Foi penoso assistir aos últimos dois anos de Passos. Terão sido também seguramente penosos para o próprio. Não porque Passos não tivesse o direito e a legitimidade de continuar como presidente do PSD — tinha-os até pela vitória nas legislativas de 2015. Foram-no, porque o líder do PSD nunca conseguiu acertar o tom como líder da oposição e, sobretudo, porque foi manifesto que não percebeu a mudança política que se operou no país após as legislativas. Uma transformação em que a radicalização à direita da sua governação teve como resposta a radicalização à esquerda, através de uma inédita aliança entre o PS, o BE, o PCP e o PEV, que catapultou António Costa para primeiro-ministro.
A incapacidade de perceber o que tinha acontecido levou Passos a acreditar que a crise ia rebentar de novo. Até anunciou a vinda do diabo. Ao mesmo tempo acreditou que o Governo cairia e que haveria legislativas antecipadas antes das autárquicas, assumindo uma clara desvalorização das apostas do PSD nas eleições locais. Mas soube escolher o momento da saída pelo seu próprio pé e fê-lo com dignidade.
Antes de Passos se arrastar à frente do PSD na oposição, há o mandato como primeiro-ministro. E se o final que escolheu não ficará na história ou será nela apenas uma nota de pé de página, a verdade é que o seu consulado à frente do Governo fez história, para o bem e para o mal.
É certo que a dirigir do Governo Passos revelou frieza e até insensibilidade social e política. São múltiplos os exemplos, mas basta referir as suas declarações de que os portugueses não podiam ser “piegas”, que viviam acima das suas possibilidades ou a sua assertividade a garantir que o seu Governo queira ir “para além da troika”.
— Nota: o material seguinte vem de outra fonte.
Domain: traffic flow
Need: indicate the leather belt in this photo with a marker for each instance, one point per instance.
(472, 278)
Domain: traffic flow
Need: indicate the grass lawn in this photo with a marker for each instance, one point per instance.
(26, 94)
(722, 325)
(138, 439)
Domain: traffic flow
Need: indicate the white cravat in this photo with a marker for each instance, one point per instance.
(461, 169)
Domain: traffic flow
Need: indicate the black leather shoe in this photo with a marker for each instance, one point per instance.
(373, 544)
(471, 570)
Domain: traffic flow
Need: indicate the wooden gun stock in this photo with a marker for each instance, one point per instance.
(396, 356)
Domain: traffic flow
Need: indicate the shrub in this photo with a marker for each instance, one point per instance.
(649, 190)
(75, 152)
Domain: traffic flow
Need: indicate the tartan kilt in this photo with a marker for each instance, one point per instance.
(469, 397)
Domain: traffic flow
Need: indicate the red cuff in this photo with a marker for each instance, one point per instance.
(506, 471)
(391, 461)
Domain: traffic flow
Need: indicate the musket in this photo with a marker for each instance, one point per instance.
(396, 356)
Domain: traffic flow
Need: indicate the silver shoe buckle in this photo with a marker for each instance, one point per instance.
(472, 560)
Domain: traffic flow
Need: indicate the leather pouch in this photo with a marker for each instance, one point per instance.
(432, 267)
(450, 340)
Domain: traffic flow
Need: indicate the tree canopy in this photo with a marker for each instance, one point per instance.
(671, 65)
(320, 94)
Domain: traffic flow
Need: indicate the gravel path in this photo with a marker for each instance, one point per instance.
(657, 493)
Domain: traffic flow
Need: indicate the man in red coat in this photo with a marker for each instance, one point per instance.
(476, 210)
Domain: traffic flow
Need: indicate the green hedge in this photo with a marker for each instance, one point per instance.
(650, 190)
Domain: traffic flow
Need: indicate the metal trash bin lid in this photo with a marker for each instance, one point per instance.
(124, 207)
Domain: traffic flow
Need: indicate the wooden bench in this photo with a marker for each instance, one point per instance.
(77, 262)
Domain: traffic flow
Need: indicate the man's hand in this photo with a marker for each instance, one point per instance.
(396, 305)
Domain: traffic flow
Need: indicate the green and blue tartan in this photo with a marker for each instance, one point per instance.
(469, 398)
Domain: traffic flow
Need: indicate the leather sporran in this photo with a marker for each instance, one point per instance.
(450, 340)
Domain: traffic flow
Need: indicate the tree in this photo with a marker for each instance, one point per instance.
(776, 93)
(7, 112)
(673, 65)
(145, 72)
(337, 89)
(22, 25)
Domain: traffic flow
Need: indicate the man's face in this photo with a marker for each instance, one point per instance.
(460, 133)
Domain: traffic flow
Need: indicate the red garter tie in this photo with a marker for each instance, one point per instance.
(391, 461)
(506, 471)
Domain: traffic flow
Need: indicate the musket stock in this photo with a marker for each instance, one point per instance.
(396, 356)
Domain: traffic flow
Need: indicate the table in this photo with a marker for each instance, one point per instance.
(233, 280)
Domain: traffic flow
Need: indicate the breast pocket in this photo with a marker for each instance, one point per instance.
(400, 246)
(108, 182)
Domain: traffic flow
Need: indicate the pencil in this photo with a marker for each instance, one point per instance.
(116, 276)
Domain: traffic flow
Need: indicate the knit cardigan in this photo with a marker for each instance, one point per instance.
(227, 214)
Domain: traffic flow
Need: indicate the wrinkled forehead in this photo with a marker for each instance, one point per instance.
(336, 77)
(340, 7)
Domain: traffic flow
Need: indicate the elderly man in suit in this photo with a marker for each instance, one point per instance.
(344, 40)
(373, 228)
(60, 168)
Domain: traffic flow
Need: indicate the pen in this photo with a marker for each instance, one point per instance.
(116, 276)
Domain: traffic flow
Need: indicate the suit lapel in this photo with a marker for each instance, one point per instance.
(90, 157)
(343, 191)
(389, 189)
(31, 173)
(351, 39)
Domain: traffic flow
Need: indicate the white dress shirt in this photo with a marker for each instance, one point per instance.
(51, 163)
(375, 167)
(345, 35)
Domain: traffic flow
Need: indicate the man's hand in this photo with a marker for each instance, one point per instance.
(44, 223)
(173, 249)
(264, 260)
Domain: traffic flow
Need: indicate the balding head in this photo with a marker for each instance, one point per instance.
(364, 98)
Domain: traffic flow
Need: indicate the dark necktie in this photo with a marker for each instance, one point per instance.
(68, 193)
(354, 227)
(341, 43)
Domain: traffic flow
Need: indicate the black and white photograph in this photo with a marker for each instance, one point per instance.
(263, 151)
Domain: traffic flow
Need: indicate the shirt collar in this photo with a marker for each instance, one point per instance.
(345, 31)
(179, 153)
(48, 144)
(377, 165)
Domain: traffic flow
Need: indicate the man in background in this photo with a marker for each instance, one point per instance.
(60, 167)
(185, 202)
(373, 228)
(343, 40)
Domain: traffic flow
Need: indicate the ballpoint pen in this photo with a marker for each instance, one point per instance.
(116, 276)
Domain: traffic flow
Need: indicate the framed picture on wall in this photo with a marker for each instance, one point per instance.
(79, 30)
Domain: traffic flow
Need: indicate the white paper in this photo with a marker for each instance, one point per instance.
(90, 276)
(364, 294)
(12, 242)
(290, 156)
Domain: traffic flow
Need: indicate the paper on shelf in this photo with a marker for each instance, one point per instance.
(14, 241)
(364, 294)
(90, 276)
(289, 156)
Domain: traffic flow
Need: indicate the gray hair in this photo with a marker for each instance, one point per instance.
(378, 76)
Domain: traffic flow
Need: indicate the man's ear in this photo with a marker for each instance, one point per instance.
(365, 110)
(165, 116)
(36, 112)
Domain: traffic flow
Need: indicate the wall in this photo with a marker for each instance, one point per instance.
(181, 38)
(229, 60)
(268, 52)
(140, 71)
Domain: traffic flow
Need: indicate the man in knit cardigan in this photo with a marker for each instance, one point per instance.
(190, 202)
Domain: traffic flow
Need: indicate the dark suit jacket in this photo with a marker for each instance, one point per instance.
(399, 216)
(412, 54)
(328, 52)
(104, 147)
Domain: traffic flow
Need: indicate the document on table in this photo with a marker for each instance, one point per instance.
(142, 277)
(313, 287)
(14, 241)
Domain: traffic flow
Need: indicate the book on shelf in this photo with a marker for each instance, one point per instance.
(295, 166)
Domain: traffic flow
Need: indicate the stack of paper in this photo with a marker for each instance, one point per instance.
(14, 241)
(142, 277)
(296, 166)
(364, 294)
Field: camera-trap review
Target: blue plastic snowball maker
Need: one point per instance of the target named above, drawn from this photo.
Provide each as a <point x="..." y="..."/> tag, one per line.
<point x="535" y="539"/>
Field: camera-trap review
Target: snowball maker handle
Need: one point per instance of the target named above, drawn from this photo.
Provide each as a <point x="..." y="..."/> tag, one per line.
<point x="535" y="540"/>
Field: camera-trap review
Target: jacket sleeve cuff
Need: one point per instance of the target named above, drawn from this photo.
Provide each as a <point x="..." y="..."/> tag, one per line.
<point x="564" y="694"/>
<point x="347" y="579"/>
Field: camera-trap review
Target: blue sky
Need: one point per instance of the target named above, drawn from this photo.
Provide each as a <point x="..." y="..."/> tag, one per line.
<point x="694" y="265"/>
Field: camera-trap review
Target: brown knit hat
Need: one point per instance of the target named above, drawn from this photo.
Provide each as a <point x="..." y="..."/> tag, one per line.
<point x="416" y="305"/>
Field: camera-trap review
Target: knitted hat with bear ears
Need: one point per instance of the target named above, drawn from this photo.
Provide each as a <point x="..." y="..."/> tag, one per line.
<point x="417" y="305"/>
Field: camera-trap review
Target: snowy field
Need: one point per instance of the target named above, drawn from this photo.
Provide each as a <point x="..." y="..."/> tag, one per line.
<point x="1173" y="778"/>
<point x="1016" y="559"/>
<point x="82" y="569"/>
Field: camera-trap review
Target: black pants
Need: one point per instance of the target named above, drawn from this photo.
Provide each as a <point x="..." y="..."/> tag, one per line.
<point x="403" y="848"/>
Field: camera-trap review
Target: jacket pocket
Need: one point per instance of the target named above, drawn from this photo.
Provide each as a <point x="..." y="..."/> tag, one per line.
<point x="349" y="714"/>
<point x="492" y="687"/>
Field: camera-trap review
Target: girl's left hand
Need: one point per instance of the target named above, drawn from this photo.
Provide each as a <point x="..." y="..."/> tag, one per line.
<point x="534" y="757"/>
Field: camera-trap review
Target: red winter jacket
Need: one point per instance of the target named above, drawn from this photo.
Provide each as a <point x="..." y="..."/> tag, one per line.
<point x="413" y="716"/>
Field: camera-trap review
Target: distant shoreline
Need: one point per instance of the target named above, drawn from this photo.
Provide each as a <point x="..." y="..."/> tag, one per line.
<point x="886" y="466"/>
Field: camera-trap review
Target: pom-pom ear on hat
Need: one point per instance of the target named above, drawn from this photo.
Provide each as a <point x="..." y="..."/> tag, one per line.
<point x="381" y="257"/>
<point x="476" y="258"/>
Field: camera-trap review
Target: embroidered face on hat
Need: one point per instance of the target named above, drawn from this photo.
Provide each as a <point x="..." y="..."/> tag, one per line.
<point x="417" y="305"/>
Passos revelou, no entanto, uma determinação, uma coerência e uma solidez de liderança que têm de ser reconhecidas, por mais que se tenha discordado de muitas das suas opções — como fiz ao longo de mais de quatro anos nesta coluna de opinião. A realidade é que Passos foi eleito à frente da coligação PSD-CDS e designado primeiro-ministro pela maioria parlamentar ganhadora das eleições de 2011, no momento em que o país estava em situação de pré-bancarrota e em que as finanças públicas tinham acabado de ser viabilizadas por um acordo entre o Governo do PS de José Sócrates — cuja gestão financeira e económica conduziram à derrapagem orçamental — e a troika da Comissão Europeia, Banco Central Europeu e Fundo Monetário Internacional. Portugal recebeu um empréstimo de 78 mil milhões de euros, mas ficou obrigado a cumprir um caderno de encargos penalizador dos cidadãos, sobretudo dos trabalhadores por conta de outrem, que viram o seu poder de compra drasticamente reduzido.
Para além de cumprir a agenda imposta pela intervenção externa, Passos revelou capacidade de liderança efectiva também quando recusou aceitar a demissão “irrevogável” de Paulo Portas. E manteve-se no poder conseguindo cumprir o objectivo de ver a troika sair de Portugal a 17 de Maio de 2014. Mais, atingiu a proeza de ver os indicadores económicos começarem a subir, o que lhe garantiu a credibilidade política de, contra as expectativas gerais, voltar a ganhar legislativas, ainda que em minoria.
Passos sai assim da liderança do PSD com um capital político. Para mais quando o tempo em política relativiza a acrimónia do eleitorado. É por isso que o adeus de Passos agora pode ser um até já. Não só no plano partidário, mas também no nacional.